Final answer:
To find between which two values 50% of the data lie, we need to find the median. The median is the middle value when the data is arranged in ascending order. The correct answer is C.
Step-by-step explanation:
The data values given are:
10 15 20 25 30 35 40 45 50 55 60 65
To find between which two values 50% of the data lie, we need to find the median. The median is the middle value when the data is arranged in ascending order. In this case, the middle value is 35. Therefore, 50% of the data would lie between 35 and the middle value before it, which is 30. So the answer is between 30 and 35.
To accurately determine where 50% of the data lies, the interquartile range is needed, which is between the 25th percentile (Q1) and the 75th percentile (Q3). Assuming an even distribution for the provided data, the middle 50% would be between the values 25 and 50. However, this is a speculation and more context is needed for a precise answer.
To determine between which two values 50% of the data lie, we often refer to this range as the interquartile range (IQR), which is the range between the first quartile (Q1) and the third quartile (Q3) in a data set.
Without the exact data distribution or a box plot, it is challenging to provide the precise answer. However, given that this is a question related to understanding concepts, we can typically deduce that the middle 50% of data in a set arranged in ascending order lies between the 25th percentile (Q1) and the 75th percentile (Q3).

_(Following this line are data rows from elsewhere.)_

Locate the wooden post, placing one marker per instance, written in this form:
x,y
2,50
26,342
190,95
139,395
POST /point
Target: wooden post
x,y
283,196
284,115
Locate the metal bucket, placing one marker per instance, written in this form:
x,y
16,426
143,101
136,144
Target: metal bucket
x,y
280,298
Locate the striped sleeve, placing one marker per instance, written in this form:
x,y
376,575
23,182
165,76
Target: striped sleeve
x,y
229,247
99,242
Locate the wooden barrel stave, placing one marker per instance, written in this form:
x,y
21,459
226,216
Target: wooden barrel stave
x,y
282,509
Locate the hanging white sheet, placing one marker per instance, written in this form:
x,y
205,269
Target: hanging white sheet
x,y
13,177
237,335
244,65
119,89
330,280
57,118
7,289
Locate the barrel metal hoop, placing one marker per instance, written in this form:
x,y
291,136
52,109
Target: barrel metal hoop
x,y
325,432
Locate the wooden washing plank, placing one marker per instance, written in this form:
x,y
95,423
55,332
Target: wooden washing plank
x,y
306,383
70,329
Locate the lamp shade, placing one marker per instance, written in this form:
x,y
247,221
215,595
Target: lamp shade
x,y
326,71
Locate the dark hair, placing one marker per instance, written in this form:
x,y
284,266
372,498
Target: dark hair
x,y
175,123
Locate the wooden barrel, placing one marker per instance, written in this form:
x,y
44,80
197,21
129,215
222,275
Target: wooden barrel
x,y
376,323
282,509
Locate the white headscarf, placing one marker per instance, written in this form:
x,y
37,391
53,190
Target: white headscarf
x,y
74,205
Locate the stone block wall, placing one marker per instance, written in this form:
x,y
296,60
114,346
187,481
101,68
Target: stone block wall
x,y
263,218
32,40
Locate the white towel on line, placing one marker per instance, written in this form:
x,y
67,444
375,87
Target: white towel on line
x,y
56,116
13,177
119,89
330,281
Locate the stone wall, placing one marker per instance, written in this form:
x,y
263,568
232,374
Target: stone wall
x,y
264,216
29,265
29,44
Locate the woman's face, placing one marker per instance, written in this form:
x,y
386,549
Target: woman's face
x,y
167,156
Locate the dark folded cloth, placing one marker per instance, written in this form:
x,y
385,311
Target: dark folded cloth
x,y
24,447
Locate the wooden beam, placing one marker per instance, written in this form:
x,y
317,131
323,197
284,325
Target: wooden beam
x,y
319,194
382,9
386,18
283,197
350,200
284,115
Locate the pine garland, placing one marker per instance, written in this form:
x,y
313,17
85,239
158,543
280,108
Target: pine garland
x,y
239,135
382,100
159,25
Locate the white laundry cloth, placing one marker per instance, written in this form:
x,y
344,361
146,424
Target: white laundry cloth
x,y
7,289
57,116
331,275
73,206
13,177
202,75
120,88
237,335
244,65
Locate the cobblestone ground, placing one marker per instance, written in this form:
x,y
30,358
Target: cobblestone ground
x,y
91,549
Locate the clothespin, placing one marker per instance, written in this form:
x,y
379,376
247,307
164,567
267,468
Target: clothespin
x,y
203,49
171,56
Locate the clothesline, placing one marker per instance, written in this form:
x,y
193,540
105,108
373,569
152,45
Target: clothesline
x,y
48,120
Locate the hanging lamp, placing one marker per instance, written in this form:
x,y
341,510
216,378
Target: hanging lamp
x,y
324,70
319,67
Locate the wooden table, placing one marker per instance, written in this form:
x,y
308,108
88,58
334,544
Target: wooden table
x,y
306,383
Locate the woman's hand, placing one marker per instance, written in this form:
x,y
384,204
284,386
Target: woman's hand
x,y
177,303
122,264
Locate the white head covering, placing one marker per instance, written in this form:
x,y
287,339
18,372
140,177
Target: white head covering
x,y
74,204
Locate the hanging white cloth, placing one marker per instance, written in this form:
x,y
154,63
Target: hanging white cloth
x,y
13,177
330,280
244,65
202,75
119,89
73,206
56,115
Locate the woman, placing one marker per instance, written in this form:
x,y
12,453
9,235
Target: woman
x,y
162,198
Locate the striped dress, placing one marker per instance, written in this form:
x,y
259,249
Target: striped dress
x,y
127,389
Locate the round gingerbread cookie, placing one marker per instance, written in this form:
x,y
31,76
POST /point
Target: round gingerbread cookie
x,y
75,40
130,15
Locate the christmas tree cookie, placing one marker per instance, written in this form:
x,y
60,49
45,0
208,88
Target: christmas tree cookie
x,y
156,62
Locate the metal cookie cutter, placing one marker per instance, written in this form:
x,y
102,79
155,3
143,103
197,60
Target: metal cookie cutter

If we are to assume an even distribution across the data provided (10, 15, 20, 25, 30, 35, 40, 45, 50, 55, 60, 65), with each number representing an equal percentile range, Q1 would be around the 3rd data value (25% of 12 data points), and Q3 would be around the 9th data value (75% of 12 data points). This would suggest that the middle 50% of the data would be between the values corresponding to these percentiles, which looking at our list would be in the range of 25 (Q1) to 50 (Q3).
However, without a box plot or specific data distribution details, this is a speculative approach. For an accurate answer, one would need more context or descriptive statistics information.